Интернат (Повесть) - Пряхин Георгий Владимирович. Страница 25
После ужина Саня еще кое-что делал по хозяйству, помогал матери укладывать младших братьев и сестер, убегавшихся за день и теперь засыпавших прямо на лету, как в зимнюю стужу замерзают и падают наземь воробьи.
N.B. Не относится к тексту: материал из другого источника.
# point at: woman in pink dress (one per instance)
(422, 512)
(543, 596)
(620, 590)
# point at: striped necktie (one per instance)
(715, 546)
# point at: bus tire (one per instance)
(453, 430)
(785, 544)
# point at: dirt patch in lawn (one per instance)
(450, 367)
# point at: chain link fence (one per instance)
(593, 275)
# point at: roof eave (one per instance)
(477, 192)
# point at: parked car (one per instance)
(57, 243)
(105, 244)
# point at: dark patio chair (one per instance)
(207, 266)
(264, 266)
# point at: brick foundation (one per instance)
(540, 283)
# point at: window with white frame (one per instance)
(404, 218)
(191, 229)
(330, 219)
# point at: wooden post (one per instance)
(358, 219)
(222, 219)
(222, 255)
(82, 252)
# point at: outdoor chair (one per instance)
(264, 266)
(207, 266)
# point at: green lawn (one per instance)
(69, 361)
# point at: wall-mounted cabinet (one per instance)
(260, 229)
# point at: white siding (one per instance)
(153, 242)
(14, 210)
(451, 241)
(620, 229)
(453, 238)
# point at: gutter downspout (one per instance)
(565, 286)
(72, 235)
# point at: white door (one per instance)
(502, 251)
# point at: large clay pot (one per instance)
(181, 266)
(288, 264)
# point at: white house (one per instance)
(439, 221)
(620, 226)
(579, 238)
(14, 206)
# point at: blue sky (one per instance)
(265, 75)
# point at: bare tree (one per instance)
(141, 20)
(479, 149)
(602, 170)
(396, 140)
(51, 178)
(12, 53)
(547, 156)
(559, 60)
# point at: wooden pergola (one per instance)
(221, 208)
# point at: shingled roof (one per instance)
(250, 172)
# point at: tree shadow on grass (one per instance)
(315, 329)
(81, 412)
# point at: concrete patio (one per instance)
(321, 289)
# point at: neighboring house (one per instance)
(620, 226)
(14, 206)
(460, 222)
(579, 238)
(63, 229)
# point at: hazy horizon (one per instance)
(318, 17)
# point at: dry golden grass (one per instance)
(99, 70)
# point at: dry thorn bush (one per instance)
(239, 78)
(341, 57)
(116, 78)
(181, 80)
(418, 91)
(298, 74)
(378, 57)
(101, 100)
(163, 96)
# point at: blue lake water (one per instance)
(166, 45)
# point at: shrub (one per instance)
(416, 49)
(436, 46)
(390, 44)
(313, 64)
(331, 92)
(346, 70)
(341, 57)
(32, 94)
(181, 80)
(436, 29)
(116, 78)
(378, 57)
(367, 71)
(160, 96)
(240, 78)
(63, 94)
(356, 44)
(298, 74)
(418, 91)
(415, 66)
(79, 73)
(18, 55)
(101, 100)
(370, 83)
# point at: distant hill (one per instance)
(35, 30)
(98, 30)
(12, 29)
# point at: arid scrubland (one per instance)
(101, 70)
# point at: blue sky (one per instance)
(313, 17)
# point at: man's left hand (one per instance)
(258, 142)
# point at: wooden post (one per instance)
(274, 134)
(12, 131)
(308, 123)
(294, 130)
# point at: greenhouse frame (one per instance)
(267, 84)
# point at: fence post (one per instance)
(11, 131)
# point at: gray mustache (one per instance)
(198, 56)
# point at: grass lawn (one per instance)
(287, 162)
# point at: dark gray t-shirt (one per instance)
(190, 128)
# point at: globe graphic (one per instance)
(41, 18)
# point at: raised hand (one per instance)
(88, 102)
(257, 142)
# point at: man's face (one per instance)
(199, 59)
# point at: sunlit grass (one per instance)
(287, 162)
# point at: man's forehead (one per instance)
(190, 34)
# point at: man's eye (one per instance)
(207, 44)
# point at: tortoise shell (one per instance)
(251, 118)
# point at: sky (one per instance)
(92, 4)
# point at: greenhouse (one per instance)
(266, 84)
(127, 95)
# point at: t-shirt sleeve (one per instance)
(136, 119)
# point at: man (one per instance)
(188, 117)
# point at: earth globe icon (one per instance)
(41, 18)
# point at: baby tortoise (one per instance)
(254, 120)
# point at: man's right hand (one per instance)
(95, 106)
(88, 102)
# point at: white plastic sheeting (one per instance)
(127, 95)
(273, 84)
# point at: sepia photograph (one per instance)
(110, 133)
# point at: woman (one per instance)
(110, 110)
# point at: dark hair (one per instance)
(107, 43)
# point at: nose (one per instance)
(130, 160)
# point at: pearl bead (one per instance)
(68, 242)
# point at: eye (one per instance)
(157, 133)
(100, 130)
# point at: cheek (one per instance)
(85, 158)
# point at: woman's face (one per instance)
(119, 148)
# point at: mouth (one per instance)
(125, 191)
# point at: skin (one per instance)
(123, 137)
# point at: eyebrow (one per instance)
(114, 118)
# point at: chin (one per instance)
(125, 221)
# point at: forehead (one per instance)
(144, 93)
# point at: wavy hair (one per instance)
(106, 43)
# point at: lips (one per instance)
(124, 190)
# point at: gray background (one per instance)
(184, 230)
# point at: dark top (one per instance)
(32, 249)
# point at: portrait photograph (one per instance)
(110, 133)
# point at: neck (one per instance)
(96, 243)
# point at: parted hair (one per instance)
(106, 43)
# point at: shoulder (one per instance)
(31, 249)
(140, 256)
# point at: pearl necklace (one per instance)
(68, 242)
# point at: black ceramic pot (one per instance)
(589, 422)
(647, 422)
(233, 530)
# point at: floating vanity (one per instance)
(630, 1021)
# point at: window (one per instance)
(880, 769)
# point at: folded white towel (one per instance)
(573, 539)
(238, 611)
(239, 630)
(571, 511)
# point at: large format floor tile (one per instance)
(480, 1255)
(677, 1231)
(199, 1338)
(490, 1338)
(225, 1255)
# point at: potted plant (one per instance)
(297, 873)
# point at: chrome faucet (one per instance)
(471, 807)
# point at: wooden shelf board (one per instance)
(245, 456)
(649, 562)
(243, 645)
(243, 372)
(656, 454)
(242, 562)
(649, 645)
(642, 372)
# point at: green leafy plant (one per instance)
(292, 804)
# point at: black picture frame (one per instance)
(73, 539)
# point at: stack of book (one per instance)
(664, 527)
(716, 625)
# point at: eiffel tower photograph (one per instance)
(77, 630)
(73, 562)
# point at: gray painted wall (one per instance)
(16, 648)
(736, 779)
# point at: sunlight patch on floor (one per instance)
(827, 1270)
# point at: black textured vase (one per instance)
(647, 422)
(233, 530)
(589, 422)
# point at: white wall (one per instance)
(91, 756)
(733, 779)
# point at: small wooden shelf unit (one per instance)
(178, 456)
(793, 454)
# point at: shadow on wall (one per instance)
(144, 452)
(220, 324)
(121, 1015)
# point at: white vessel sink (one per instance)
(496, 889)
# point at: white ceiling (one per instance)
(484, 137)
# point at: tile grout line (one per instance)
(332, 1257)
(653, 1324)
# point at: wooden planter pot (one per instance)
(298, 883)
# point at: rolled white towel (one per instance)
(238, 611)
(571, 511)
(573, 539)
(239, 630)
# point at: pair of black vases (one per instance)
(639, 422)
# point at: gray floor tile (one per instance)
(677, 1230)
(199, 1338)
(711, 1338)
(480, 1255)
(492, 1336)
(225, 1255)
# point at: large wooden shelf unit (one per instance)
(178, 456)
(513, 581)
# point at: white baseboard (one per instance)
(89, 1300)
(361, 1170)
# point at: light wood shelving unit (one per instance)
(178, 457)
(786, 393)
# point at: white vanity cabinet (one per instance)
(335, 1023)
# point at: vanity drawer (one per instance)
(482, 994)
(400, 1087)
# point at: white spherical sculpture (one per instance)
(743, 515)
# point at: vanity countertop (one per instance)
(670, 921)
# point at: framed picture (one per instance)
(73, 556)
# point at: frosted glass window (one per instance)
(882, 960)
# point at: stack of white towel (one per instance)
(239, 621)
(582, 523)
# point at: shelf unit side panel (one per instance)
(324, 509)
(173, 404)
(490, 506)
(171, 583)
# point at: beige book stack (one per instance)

Вспоминая, как ловко он со всем этим управлялся, я думаю теперь, что сама жизнь, не спрашивая его согласия, вместо траурной и соблазнительной в общем-то шапочки книгочея-схимника нахлобучила на него оставшийся бесхозным соленый от пота отцовский картуз.
Я лежал на железной кровати под вишней с поредевшей, до срока брошенной от жары листвой, сквозь которую пробивалось загустевшее небо, и мое уже городское тело отходило от работы так же медленно, как отходила от зноя прогретая за день земля. Ко мне тоже возвращались краски, звуки, мысли. Спать мы с Саней легли на той же кровати, вдвоем. Сначала досаждали комары, потом ветерок посвежел, издалека, по одной, как усталые путницы, проступили звезды. Утром проснулся от того, что Саня совал мне под одеяло — а зори в июне холодные — кружку с молоком;
— Пей, парное. Мать корову подоила…
Умер через пять лет, первым из нашего класса. Погиб. Поступил почему-то в военное училище, ничего общего не имевшее с филологией, — может, и здесь действовал по тому же правилу, по которому носил ночами в спальню не нужный ему хлеб. Окончил его, начал службу в Сибири, в тайге. Случилась какая-то беда, и Сани не стало.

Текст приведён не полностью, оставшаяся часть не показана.